“Don’t forget, I have a doctor’s appointment at three,” she called after him.
“I know,” he called back.
***
Autumn opened the back door to the warm smell of chicken and dough, which meant chicken and dumplings. She shrugged off her coat, hanging it on a peg behind the door as her mom stirred a simmering pot of goodness at the stove. Autumn inhaled the comforting aroma, closed her eyes, and let her tension fall away. “That smells wonderful,” she hummed. She hung her bag on the same hook with her coat and opened it, pulling out the sonogram photos taken that afternoon.
“Dinner will be ready soon,” her mom said not paying attention.
“I had another sonogram this afternoon.”
“What did the doctor say?”
“Everything looks good,” she said. “And this time he cooperated and opened his legs.”

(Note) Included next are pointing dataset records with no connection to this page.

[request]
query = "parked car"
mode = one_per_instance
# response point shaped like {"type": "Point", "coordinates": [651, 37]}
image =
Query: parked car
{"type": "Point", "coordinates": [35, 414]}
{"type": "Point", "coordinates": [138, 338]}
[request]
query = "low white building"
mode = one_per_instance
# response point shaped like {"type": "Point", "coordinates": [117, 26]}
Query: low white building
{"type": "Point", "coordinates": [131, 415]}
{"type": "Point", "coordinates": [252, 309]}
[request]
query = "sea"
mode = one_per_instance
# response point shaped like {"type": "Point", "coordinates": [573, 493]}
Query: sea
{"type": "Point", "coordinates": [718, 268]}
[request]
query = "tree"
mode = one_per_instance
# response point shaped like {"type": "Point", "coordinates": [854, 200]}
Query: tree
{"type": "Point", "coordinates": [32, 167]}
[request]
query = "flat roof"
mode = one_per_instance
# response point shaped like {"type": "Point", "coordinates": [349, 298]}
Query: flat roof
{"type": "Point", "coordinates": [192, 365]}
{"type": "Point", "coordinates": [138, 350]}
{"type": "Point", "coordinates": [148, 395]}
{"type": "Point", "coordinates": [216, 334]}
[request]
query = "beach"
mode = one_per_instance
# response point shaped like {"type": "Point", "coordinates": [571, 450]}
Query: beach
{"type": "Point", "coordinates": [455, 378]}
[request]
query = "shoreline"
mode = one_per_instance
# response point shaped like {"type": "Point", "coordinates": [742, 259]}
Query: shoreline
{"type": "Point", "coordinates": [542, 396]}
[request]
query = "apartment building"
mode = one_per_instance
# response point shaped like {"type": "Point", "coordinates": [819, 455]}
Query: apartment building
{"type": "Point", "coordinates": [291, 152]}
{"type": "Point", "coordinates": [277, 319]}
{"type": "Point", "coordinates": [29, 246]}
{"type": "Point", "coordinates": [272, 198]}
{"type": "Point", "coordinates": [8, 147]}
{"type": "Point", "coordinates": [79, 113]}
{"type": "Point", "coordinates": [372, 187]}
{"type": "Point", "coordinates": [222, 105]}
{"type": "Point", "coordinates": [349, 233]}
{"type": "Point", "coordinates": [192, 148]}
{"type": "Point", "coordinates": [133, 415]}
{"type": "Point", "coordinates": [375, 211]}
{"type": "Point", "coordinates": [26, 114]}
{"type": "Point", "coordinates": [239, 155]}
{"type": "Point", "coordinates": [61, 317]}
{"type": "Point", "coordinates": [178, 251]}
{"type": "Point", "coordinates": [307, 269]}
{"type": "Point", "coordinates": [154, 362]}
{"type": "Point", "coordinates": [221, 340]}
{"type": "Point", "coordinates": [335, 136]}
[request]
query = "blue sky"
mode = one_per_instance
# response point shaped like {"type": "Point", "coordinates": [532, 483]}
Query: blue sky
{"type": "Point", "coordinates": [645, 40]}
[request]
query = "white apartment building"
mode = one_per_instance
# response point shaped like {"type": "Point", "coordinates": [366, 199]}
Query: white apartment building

“It’s a boy?” Shirley asked.
Autumn nodded, holding up the photos and running her mom through what each one captured. Shirley smiled and rubbed Autumn’s protruding belly. At least she was warming up to the idea of a baby, even if she still disapproved of the way Autumn was running her life.
The jury was still out on how Autumn felt about the baby.
She’d resigned herself to the fact that it was happening and that she had to prepare. But the joy everyone kept telling her she should be feeling hadn’t materialized, though she was still waiting for it.
Dinner went surprisingly well, but only her mom and dad were at the table. Jason had been called to eat, but hadn’t bothered to come downstairs. She showed her dad the sonogram pictures and he smiled at the news he would have a grandson.
“But a granddaughter would have been just as exciting,” he reassured her, though she hadn’t asked.
After the delicious dinner, she walked into the family room and switched on the lamp to find Jason sitting in the dark with the television off.
“Mom made chicken and dumplings,” she said. “You should get some.”
“It’s a boy.”
“You just sat in here listening to everything?”
He stood and paced the room. “A damn Madera boy,” he muttered.
She said nothing. What was there to say? It’s not like they had intentionally picked the gender. She didn’t intentionally do any of this.
“He goes behind my back and knocks you up,” he said through gritted teeth.
“And this upsets you?”
“You know it does,” he yelled. “I told him to stay away from you.”
“I participated in this just as much as he did. And you have no right to be angry about who I choose—”
“I’m not fucking angry,” he interrupted. He slammed his fist into the wall inches from her, the drywall splintering around the hole. He pulled back his hand, staring at the damaged wall before looking back at his hand as if trying to comprehend what had happened.
She should step back, flee the room, but her legs refused to move. He stumbled back, his eyes as big as those of an owl with pupils dilated and his mouth hanging open. He looked back and forth from the wall to Autumn. “I’m sorry,” he whispered. “I’ll fix it.” He turned toward the stairs.
“You’re going to a doctor,” Autumn yelled at his back. “I don’t wanna hear any excuses.”
He stopped, nodding without looking at her before climbing the steps.
She turned, discovering her parents were in the doorway. “He’s going to a doctor. Even if we have to tie him up. Even if I have to get Weasel to handcuff him and drag him to the doctor, he’s going.”
Autumn followed him up the stairs, but he’d already closed himself off in his room. She went to hers and powered on the computer to figure out what could be wrong with her brother. Who else out there came back from war with similar problems? There had to be some reason, some explanation, something that could tell her why.